This is decompiled enough to read, diff, and later recompile because it preserves:

the original class identity
the exact non-zero event rows
the derived chunk-local body window for each row
which names are authoritative fields versus external hints
which nearby descriptors appear to be anchors, active event attachments, or callback attachments
whether a repeated family slot is an exact twin or only a structurally similar body

Level 2.5: Human annotation layer

The last layer is prose, not syntax. It should explain the honest current reading of each field so a modder can see what is safe to edit and what still needs caution.

Class name is authoritative at the container level: it comes from the owner-loaded class-name table and is not a guess.
Slot id is authoritative at the event-table level: this is the safest event identifier currently available.
Event-name hint is external: use it as orientation only when the slot is inside 0x00..0x1f and the local behavior has not yet been reverified in binary.
Raw event word is authoritative but semantically unresolved: it must survive round-trip intact.
Raw code offset is authoritative and operational: combined with code_base_minus_one, it tells us where the slot body starts in the chunk.
Body-window length is derived but useful: it tells a human whether a slot is a tiny stub-like record or a large body that deserves its own diff or annotation block.
Repeated-template status is about family structure, not byte identity: a _BOOT slot can be “the same template role” without being byte-equal across classes.
Body-identity status answers the concrete modding question “am I looking at a clone, a parameterized variant, or a different body that only occupies the same family slot?”

Level 3: Where the current VM IR can be attached

For classes in the active-event ecosystems (EVENT, _BOOT, NPCTRIG, SFXTRIG, and the environmental family), the current 000d work is strong enough to attach the known operator vocabulary without pretending one exact class-to-opcode decode already exists.

vm_effect_possible:
  APPEND_UNIQUE_INLINE
  APPEND_UNIQUE_INDIRECT
  REMOVE_MATCHING_INDIRECT
  REMOVE_MATCHING_INLINE
  MATERIALIZE_OR_FORWARD_VALUE
  PREPEND_INLINE_PAYLOAD
  BUILD_ENTITY_LINK_MATRIX
  EMIT_OR_PUSHBACK_RESULT
  FINALIZE_MIXED_VALUE_TO_OUTPTR

That operator block is authoritative as a recovered VM vocabulary, but only ecosystem-level when attached to one specific descriptor family.
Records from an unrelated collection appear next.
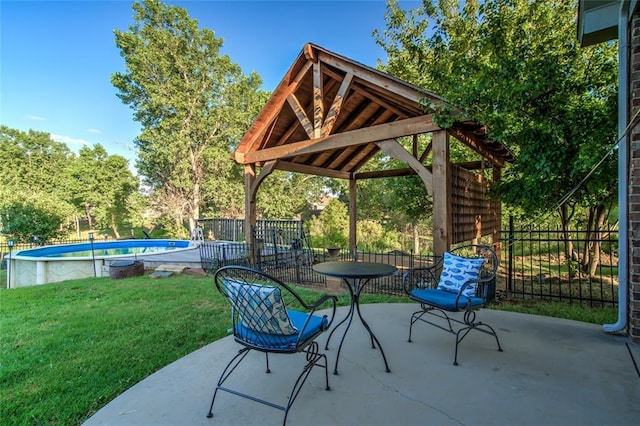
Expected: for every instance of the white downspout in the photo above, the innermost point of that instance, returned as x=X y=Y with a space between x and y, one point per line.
x=623 y=161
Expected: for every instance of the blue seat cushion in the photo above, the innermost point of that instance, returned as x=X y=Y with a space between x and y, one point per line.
x=445 y=300
x=279 y=342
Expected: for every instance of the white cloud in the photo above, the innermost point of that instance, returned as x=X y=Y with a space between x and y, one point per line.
x=68 y=140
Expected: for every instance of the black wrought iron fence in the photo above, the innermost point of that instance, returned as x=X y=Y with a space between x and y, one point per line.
x=543 y=264
x=554 y=265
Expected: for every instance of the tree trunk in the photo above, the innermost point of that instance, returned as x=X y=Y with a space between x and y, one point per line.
x=416 y=238
x=565 y=217
x=595 y=253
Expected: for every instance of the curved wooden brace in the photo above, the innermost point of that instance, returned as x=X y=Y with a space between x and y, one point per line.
x=392 y=148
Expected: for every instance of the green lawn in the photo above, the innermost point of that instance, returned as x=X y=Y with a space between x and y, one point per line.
x=67 y=349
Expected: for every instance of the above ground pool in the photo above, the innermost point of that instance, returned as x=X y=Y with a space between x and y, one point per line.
x=51 y=264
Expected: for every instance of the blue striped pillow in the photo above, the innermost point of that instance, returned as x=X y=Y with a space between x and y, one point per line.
x=260 y=307
x=456 y=271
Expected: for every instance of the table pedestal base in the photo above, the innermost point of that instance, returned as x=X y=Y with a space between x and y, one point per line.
x=355 y=289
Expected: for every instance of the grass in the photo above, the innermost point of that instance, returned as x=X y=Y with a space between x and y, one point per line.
x=572 y=311
x=67 y=349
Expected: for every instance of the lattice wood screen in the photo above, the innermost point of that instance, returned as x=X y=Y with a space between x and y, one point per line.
x=474 y=213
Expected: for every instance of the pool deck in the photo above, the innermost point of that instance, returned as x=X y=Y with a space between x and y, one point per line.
x=552 y=372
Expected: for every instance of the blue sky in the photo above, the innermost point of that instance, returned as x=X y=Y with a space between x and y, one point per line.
x=56 y=57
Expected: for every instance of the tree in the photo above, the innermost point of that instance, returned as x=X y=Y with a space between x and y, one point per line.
x=194 y=105
x=102 y=184
x=331 y=228
x=22 y=220
x=34 y=182
x=515 y=65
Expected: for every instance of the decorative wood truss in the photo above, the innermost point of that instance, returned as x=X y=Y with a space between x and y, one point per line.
x=330 y=115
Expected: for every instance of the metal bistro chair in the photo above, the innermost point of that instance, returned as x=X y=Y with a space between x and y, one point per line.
x=268 y=316
x=465 y=274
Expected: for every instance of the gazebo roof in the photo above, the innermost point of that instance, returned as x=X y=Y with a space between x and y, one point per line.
x=328 y=112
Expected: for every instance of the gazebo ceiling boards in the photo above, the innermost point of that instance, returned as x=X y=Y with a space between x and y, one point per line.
x=329 y=115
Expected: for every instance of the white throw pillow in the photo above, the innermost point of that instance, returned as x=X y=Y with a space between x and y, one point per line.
x=261 y=307
x=456 y=271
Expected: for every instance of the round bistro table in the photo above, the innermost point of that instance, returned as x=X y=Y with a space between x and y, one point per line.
x=355 y=275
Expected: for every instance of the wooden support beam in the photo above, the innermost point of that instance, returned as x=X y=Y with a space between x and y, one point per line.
x=409 y=126
x=393 y=149
x=353 y=208
x=476 y=145
x=336 y=106
x=318 y=100
x=273 y=107
x=442 y=235
x=249 y=203
x=311 y=170
x=298 y=110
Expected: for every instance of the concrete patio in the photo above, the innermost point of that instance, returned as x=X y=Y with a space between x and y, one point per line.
x=552 y=372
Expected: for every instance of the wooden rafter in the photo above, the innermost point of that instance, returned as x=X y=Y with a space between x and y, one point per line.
x=422 y=124
x=298 y=110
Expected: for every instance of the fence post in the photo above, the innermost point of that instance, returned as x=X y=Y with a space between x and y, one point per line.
x=510 y=264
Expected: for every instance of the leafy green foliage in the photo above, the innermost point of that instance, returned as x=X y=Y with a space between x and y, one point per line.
x=516 y=66
x=22 y=220
x=193 y=103
x=331 y=227
x=44 y=187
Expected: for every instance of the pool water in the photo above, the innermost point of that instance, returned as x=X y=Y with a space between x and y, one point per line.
x=106 y=248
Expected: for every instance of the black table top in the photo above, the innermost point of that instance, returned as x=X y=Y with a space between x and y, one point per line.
x=350 y=269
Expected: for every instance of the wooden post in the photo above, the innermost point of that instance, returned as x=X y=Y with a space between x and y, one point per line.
x=441 y=171
x=249 y=207
x=353 y=240
x=495 y=236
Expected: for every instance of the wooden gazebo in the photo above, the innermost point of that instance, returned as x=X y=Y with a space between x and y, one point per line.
x=329 y=115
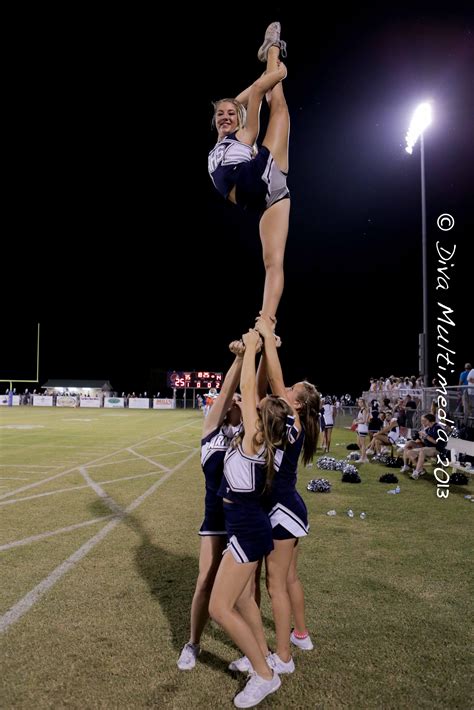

Binary-side slot and payload-shape evidence to preserve in IR

The current VM pass also adds one useful binary-side rule for the higher event ordinals: the compiled wrapper family distinguishes slot identity from payload shape, and that distinction should survive in any round-trip IR even when the human label stays unresolved.

Verified current ladder around 0005:3115..31da:

slot 0x10: guarded callsite only, zero extra word, packed mask 0x00010000
slot 0x11: named wrapper entity_vm_context_try_create_mask_00020000_slot11_with_offset, one caller-supplied extra word
slot 0x12: named wrapper entity_vm_context_try_create_mask_00040000_slot12, zero extra word
slot 0x13: named wrapper entity_vm_context_try_create_mask_00080000_slot13_with_offset_if_valid_entity, one sign-extended extra word after an entity-validity gate
slot 0x14: named wrapper entity_vm_context_try_create_mask_00100000_slot14_with_offset, one caller-supplied extra word

Why this matters for the IR:

It is direct binary evidence that some higher Crusader slot ordinals are already grouped by argument shape before any descriptor-family mapping is proven.
That means the IR should preserve slot_id plus payload_shape independently instead of collapsing everything into one guessed event-name table.
It also gives a bounded way to cross-check external event signatures without over-trusting them: slot 0x12 fits a zero-arg event shape, slot 0x13 fits a one-word event shape, and slot 0x14 currently conflicts with Pentagram's older zero-arg animGetHit() note.

Practical annotation rule to adopt now:

keep higher-slot labels binary-stable as slot 0x10 .. slot 0x14 unless local behavior closes the label
attach external event names only as hints
attach one small payload_shape_hint field such as none, word, or signed_word

Minimal hinted example:

slot_record:
  slot_id: 0x13
  event_name_hint: avatarStoleSomething
  payload_shape_hint: signed_word
  binary_anchor: 0005:31da
  wrapper_name: entity_vm_context_try_create_mask_00080000_slot13_with_offset_if_valid_entity

The same pass also hardens one existing IR operator boundary: the 000d:22bc stage is now comment-backed in Ghidra as a matrix/pushback consumer over decoded workspace bytes, not a direct descriptor-row reader. The current safe attachment point is therefore still decoded VM workspace -> link-matrix stage, not NPCTRIG row -> direct entity-link emission.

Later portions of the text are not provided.